The lock-on implementation via the right shoulder button works fantastically with the ground controls, for the most part. And the multi-functionality of the L trigger allows players to jump by tapping, run by holding, and a double tab will activate a jet pack. Don't want a jet pack? No problem. The new credit system allows you to customize any character exactly to your liking, whenever you please. The guns, attributes and abilities are ascribed a point value, and you may configure them in any manner of your choosing as long as you stay within the 100 point credit limit.
We liked to run and gun with the classic Blaster rifle while activating a Hulk-like power up called Rage, which offers extra endurance and power. But if you want to jump into battle with triple health, extra speed and nothing but a pocket full of thermal detonators... as Bobby Brown says, that's your prerogative. Whatever your personal selection, the gameplay is blissfully blast-happy. Capturing bases, manning turrets, piloting familiar machinery and fragging Wookies is just as fun as it should be.
The action is just as fun and frantic as any console counterpart, with any issues fans had with the previous PSP version (Star Wars: Battlefront II) dutifully addressed. Wireless ad-hoc play has doubled to an eight player maximum, and when when we played sessions at full capacity, we saw no loss in the framerate. If you lack eight friends with PSPs, up to 16 players are able to duke it out online. (For those keeping score, yeah, that's as many as Halo 3.) The galactic dogfights are back and as laser-happy as ever, with the ability to exit space crafts and enter capital ships now proudly present in the handheld version.
The game's controls still suffer a little in some indoor areas. Even the lock-on can't compensate that well, and will leave you staring at the ground and bumping into walls. It's somewhat difficult to move around in tight spaces, but most of the game takes place in larger outdoor environments, and the real meat of Renegade Squadron is the multiplayer. Meaning that, sooner or later, people will gravitate towards the maps that don't suck.

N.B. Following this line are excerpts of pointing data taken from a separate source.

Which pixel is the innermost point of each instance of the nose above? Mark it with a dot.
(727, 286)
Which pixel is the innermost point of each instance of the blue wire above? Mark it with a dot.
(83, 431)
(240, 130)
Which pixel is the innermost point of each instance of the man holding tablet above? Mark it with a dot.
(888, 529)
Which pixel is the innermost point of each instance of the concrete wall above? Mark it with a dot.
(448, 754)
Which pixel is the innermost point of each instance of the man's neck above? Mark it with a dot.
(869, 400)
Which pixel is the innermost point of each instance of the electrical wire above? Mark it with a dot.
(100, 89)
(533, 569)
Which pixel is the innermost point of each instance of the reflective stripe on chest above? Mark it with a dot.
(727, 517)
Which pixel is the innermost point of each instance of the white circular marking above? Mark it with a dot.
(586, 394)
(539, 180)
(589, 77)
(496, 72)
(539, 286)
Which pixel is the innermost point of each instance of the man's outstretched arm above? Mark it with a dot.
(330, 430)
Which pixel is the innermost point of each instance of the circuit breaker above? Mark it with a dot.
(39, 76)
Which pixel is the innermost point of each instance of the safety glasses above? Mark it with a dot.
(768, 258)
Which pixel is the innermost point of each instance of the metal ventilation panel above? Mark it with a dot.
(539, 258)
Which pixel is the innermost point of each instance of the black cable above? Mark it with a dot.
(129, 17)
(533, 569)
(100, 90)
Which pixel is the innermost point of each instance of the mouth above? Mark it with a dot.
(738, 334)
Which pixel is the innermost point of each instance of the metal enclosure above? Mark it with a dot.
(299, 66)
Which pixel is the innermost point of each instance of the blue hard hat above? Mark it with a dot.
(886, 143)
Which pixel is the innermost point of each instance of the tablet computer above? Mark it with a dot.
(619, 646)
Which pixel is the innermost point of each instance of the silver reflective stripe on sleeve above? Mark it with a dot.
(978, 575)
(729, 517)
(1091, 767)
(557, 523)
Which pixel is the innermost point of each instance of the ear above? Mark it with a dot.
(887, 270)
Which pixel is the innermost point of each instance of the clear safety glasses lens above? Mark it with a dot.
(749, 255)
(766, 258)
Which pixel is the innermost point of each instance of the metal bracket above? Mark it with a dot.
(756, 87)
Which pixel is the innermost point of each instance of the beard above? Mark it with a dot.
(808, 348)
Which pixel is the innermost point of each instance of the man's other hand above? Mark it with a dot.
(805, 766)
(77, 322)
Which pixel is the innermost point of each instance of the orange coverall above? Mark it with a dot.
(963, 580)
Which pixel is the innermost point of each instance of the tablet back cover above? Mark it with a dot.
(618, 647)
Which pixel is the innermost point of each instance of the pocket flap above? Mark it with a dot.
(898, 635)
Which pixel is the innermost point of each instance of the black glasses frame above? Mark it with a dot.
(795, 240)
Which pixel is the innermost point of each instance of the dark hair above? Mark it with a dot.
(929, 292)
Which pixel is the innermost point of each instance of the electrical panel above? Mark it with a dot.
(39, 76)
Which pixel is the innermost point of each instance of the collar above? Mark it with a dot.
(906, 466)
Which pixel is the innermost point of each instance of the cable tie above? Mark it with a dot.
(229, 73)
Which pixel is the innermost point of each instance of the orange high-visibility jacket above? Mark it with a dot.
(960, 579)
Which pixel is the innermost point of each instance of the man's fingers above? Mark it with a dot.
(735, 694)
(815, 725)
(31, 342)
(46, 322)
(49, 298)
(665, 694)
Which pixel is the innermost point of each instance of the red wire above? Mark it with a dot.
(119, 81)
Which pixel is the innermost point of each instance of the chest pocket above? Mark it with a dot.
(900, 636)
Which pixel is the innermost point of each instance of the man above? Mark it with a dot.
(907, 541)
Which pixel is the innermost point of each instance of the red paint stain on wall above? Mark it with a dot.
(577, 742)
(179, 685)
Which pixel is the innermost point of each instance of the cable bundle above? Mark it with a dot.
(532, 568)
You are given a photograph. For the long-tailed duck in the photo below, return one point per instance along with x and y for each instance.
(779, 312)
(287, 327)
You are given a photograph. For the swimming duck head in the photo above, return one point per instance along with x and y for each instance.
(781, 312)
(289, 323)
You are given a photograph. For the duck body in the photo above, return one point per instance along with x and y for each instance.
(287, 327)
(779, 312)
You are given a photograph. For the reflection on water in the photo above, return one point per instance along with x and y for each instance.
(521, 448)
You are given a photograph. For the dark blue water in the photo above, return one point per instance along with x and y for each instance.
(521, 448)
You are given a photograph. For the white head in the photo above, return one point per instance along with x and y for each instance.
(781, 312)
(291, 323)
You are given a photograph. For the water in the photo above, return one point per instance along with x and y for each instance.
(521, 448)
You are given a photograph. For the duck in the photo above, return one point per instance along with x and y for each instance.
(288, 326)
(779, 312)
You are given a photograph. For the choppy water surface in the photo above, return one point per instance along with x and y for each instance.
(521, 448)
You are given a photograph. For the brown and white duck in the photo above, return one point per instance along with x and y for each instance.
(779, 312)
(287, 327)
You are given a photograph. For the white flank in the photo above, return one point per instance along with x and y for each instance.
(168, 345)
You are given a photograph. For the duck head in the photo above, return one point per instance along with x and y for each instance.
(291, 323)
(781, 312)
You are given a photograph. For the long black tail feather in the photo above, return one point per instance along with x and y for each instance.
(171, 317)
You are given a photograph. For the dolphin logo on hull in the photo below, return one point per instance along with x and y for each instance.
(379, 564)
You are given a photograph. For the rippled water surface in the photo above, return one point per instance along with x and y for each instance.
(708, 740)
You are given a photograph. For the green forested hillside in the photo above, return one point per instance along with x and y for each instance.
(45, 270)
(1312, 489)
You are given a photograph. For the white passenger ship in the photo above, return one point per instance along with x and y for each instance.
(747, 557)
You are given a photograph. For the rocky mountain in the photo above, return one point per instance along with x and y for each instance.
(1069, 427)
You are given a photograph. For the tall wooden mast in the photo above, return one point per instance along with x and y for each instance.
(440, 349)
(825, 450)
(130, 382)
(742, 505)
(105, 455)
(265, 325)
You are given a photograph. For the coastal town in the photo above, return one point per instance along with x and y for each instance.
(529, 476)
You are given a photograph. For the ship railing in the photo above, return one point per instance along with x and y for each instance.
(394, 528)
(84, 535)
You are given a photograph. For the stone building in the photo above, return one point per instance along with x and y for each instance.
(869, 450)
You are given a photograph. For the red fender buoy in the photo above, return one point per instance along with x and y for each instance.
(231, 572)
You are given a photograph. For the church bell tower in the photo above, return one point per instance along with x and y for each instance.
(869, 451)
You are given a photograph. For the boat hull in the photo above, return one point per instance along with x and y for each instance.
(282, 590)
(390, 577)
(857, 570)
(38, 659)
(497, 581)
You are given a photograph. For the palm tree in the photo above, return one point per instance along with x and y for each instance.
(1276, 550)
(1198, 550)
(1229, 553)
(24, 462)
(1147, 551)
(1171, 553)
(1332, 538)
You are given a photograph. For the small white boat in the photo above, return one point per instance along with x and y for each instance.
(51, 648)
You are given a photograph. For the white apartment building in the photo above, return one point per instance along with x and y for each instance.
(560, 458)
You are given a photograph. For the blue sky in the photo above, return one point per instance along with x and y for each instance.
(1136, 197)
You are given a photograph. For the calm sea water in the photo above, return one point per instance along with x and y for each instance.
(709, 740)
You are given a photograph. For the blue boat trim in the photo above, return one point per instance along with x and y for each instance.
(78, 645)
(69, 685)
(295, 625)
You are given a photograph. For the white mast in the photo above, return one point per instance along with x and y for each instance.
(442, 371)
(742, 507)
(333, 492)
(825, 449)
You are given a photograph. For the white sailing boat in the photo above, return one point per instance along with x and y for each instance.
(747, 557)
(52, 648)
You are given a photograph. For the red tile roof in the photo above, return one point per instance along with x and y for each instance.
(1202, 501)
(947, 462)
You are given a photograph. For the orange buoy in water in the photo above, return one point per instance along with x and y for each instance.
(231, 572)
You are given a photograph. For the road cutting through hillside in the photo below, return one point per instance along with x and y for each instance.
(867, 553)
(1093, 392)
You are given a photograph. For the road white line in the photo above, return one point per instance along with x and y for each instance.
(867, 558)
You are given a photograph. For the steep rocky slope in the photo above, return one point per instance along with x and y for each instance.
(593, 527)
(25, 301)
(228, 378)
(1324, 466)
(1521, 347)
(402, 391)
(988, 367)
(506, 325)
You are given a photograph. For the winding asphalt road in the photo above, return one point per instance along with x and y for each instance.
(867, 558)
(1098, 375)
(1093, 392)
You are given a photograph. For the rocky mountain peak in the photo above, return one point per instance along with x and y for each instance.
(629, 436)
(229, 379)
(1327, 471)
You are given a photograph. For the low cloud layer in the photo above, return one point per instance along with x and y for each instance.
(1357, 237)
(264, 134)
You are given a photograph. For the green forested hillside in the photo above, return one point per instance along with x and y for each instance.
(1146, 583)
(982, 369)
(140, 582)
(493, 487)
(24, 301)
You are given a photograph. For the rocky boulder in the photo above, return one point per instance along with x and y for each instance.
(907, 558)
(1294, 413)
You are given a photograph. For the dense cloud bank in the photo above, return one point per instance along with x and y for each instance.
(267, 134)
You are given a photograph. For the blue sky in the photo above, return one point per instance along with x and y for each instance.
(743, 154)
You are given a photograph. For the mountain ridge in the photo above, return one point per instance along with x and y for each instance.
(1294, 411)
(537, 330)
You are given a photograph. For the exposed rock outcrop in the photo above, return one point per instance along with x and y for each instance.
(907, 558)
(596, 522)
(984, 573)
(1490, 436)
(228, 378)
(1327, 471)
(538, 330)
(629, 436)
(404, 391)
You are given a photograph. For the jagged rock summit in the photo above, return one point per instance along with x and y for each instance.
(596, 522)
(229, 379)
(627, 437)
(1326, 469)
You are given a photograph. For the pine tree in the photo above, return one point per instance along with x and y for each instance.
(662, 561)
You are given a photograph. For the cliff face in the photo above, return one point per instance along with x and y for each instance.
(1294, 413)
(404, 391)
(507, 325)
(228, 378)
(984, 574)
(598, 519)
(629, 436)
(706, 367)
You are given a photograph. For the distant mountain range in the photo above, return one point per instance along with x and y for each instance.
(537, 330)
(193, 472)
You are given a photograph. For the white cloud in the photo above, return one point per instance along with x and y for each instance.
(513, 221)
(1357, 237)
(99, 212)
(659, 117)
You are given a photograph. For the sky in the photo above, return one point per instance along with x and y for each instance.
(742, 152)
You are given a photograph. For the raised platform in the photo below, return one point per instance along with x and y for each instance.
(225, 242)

Simply calling it a great mulitplayer experience would be neglecting the over-the-top fan service found within that'll make any Star Wars fan giddy. Whether dicing up fools as Yoda or soaring through the remains of Alderaan in Boba Fett's Slave I, there's very little here for a fan to bitch about. Even the fishy-faced Admiral Ackbar is playable, for Force-sakes!
Plus, the single-player campaign offers a captivating story through a series of mission-based goals. Told in lusciously animated flashbacks set during the Original Trilogy, Col Serra sings the untold song of the Renegade Squadron, a ragtag outfit assembled by one Han Solo that fought all the battles behind the scenes.
Above: Vader has the flag!
If you're still obstinately willing to put off playing human opponents, there's a also a turn-based, strategic way to play in Galactic Conquest mode, where battles unfold in between the taking of planets in four phases. Because it's not all about mere base-capturing.
The new Hero Capture the Flag mode is sure to delight anyone who used to sleep on bedsheets adorned with the Millennium Falcon. Instead of a stationary base, your favorite Jedi act as roving flag bases. And just so you know the prequel fans won't be left out, the "bases" in a match of ours took the form of Mace Windu and Count Dooku. Even though armed with only a lightsaber (understatement?), these deadly space-ninjas can cut down large swaths of oncomers while taking far more damage than the average soldier.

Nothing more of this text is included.